Polis teşkilatının
yönetici sınıfını oluşturan Polis Koleji ve
Polis Akademisi mezunları ile mesleğe sınavla giren polis memurları,
komiser, başkomiser, amir ve müdür olma planlarını, mesleki
gelişimlerine göre yapıyorlar.
Mesleki kurs ve seminerler, özel eğitimler ve kişisel gelişim çabalarıyla teşkilat içinde açılan sınavlara hazırlanan memurlar, adım adım
kariyer yapmaya çalışıyorlar. Ancak
terfi sisteminin kadro yetersizliği nedeniyle ağır işlemesi, gelinen her bir üst düzeyde alınacak
maaş farkının çok yüksek olmaması memurların hevesini ve moralini kırıyor. Örneğin akademili bir komiser yardımcısı, kendisine en iyi ihtimalle 20 yıl sonra il
emniyet müdürü olma hedefi koyabiliyor.
İKİ DİL BİLEN KARAKOL AMİRİ!
Ancak görevinde başarılı olmak, yurtdışında eğitim görmek, iki
yabancı dil bilmek kariyer için bazan yeterli olmuyor. Görüştüğümüz teşkilat mensupları,
tayinlerde, siyasetçilerin hemşehrilik kaygılarıyla yaptırdığı tasarrufların, adam kayırmaların ve kişisel husumetlerin, başarı kriterinin önüne geçtiği yönünde görüş bildiriyor.
Yurtdışında eğitim görmüş, yabancı dil bilen, doktora yapan ve önemli görevler bekleyen parlak teşkilat mensuplarının, semt
karakollarında
nöbet sistemi ile çalıştıklarına rastlamak da mümkün. Bu durumdaki emniyet personeli, kendisine değer verilmediğini gördüğünde, özel sektörde rahatlıkla
iş imkanı bulabildiği için çok geçmeden
istifa ediyor ve meslek değiştiriyor.
POLİSİN KABUSU: SÜRGÜN
Polisleri en çok tedirgin eden konulardan biri de zamansız tayinler. Bir polis memurunun,
emekli olana kadar en az bir kez 'şark görevi'ne gitmesi gerekiyor. Şark hizmeti,
bölgenin durumuna göre 2 ve 4 yıl olarak yapılıyor. Teşkilatta hiç şark görevine gitmeden emekli olan polislerin varlığının bilinmesi, bu görevi yapan polisleri mutsuzluğa iten etkenlerden biri. Rutin polis operasyonlarında hakkında şikayet yapılan polis, adli ve idari
soruşturma görüyor. Müfettişlerin görüşü doğrultusunda, soruşturma yiyen polisler, Doğu'ya ya da illerde en zor nöbet yeri olarak bilinen noktalara tayin ediliyor. Polis, bu süre zarfında, aklansa bile terfi edemiyor, ek ödenekler alamıyor, yurtdışı göreve atanmıyor, terfi ve meslek kurslarına katılamıyor hatta açığa alınanlar bile oluyor. Boğaz köprüleri, bölge
trafik ve hassas koruma şubeleri, İstanbul'da görev yapan polislerin en büyük kabuslarının başında geliyor.

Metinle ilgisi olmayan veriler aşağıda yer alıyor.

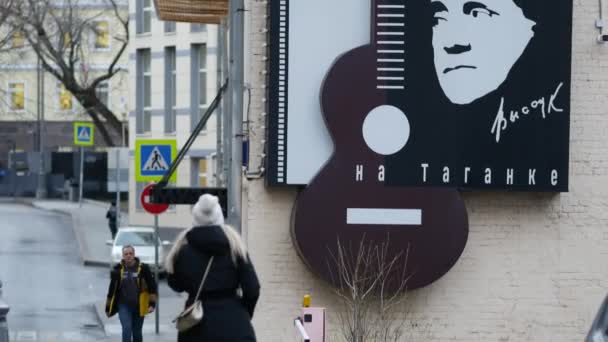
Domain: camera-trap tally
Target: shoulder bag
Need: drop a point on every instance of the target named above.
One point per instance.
(193, 314)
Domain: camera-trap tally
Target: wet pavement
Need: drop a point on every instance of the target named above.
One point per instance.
(50, 293)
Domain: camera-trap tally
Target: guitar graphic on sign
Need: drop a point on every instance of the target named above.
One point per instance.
(348, 199)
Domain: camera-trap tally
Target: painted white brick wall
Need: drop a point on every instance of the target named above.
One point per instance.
(535, 266)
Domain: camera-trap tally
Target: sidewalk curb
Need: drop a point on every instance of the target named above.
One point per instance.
(85, 256)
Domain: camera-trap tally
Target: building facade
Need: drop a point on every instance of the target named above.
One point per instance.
(174, 77)
(19, 83)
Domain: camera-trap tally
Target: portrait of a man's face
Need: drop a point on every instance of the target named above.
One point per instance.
(475, 45)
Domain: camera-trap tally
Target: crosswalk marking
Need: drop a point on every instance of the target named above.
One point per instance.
(51, 336)
(27, 335)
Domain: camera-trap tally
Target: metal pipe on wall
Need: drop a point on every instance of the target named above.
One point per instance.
(237, 25)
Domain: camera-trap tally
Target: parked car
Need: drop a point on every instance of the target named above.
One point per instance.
(142, 239)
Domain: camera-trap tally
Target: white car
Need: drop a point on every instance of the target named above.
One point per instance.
(142, 239)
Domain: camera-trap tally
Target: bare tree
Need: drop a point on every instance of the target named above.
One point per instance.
(8, 4)
(371, 285)
(62, 34)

Teşkilat yeniden yapılanmalı
Polis memurları, Emniyet Teşkilatı Disiplin Tüzüğü'nün değişmesini istiyor Emniyet mensupları ve akademisyenler, bu sorunun "yasal"
düzenleme gerektirdiği düşüncesinde. Uygulayıcıların kişisel tavırlarından kaynaklanan bu sorunların, uygulayıcının inisiyatif kullanma yetkisini
disiplin altına alan düzenlemelerle ortadan kaldırılabileceği belirtilirken, bunun Emniyet Teşkilatı'nın ve teşkilata ilişkin yasal düzenlemelerin elden geçirilmesi ve yeniden yapılmasıyla sağlanabileceğini kaydediyorlar.
Kanunlar ihtiyaca
cevap vermeli
Halen yürürlükte bulunan Emniyet Teşkilatı Kanunu ve Polis Vazife ve Selahiyetleri Kanunu gibi düzenlemelerin 1930'lu yılların anlayışına göre düzenlendiğini belirten emniyet çalışanları, bu kanunların günün ihtiyaçlarına cevap veremediğini savunarak, özlük hakları, tayin ve terfi konularında yeni
kanuni düzenlemeler yapılmasını istiyorlar. Özellikle 657 sayıl
Devlet Memurları Kanunu ile diğer memurlara verilen haklardan yararlanmayı bekleyen polis memurları, Emniyet Teşkilatı Disiplin Tüzüğü'nün de değişmesi gerektiğini vurgulayarak, tüzüğe göre eşiyle tartışan polise bile ceza verilebildiğine dikkati çekiyorlar.